- The Washington Times - Wednesday, July 22, 2009

Song flap settled

Sen. John McCain and the Republican Party are apologizing to rocker Jackson Browne for using one of his songs during last year’s presidential campaign, Associated Press reports.

The Republican Party also is vowing to get artists’ permission before using their work in future political campaigns.

The apology and pledge were released Tuesday along with the announcement of a settlement with Mr. Browne over a federal copyright-infringement lawsuit filed in Los Angeles. Mr. Browne sued Mr. McCain and the national and Ohio Republican parties last year for using his song “Running on Empty” to mock Democrat Barack Obama in a Web ad.

Financial details of the settlement weren’t disclosed, AP said.

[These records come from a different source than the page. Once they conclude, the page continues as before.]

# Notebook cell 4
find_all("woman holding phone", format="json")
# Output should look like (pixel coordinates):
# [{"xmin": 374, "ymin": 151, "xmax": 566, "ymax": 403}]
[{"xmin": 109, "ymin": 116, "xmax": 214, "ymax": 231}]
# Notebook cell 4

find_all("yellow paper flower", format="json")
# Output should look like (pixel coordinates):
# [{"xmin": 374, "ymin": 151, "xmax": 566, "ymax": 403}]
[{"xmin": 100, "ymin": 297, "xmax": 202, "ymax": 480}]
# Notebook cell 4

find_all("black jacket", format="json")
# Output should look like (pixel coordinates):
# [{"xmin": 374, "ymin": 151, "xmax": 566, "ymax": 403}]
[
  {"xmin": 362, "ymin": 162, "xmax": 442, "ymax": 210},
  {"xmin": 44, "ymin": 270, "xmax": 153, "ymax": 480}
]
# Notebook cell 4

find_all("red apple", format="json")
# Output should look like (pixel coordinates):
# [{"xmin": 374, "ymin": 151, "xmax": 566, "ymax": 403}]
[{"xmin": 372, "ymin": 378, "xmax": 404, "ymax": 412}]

The statement said Mr. McCain didn’t know about the ad, which was created by the Ohio Republican Party and removed after Mr. Browne complained.

Charges dropped

Disorderly conduct charges filed against one of the nation’s pre-eminent black scholars have been dropped, Reuters news agency reported Tuesday.

Harvard University professor Henry Louis Gates, 58, was arrested Thursday after what police described as “exhibiting loud and tumultuous behavior,” including accusing police of racism.

Boston’s WHDH-TV, quoting unidentified sources, said all charges would be dropped, Reuters reports.

Mr. Gates — director of Harvard’s W.E.B. Du Bois Institute for African and African American Research and host of several acclaimed PBS specials, including “African American Lives” and “Looking for Lincoln” — was arrested at his home in Cambridge, Mass., police said.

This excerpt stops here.